Biz gazetelerde Taksim’e Osmanlı döneminin en çirkin ve özgün olmayan kışlasını yeniden yapmak, İstanbul’a bir kanal açmak, Köprü yapmak, iki milyonluk İstanbul daha yaratmaktan söz ediyoruz.

İklim ve enerji sorunları Almanya için, Çin için Amerika için neyse, bizim için de aynıdır. Nedense bu konular biz etkilemiyor.

Bu olasılıklara karşı politikacılar, bilim adamlarına baş vurmadan hiçbir program geliştiremezler. Yeteri kadar uzman yoksa onları yetiştirmek devletin görevidir.
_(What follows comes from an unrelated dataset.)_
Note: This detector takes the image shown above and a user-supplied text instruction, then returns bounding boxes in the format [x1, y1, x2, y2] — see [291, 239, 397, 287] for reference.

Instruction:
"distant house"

Yetişmiş uzmanların karar noktalarında bulunması, bundan sonra daha yoğunlaşacak sorunların önceden hesaplanması ülkenin bütün bu ölümcül olabilecek gelişmelere karşı gerekli programı hazırlaması bugünden yarına gerçekleşecek bir konu değildir.

Bilimden ve çağdaştan haberi olmayan toplumun psikolojik bir hazırlık ve uyarlama dönemine gereksinimi var. Üniversitelerle işbirliği yapacak bağımsız araştırma kurumlarına da gereksinme olabilir. Ve de farklı bir kurumlaşma gerekir.

Çok geç kaldığımızın bilincinde olarak akılcı bir yakın gelecek hesabı ve ülkenin yaşamının sürdürülebilmesinin teknik ve sayısal boyutlarının uzmanlar tarafından saptanmasını sağlamak zorundayız. Bu sorunların yanında seçimler, savaşlar, oy hesaplarının ülkenin geleceğinin ikinci, üçüncü derecede sorunlarıdır.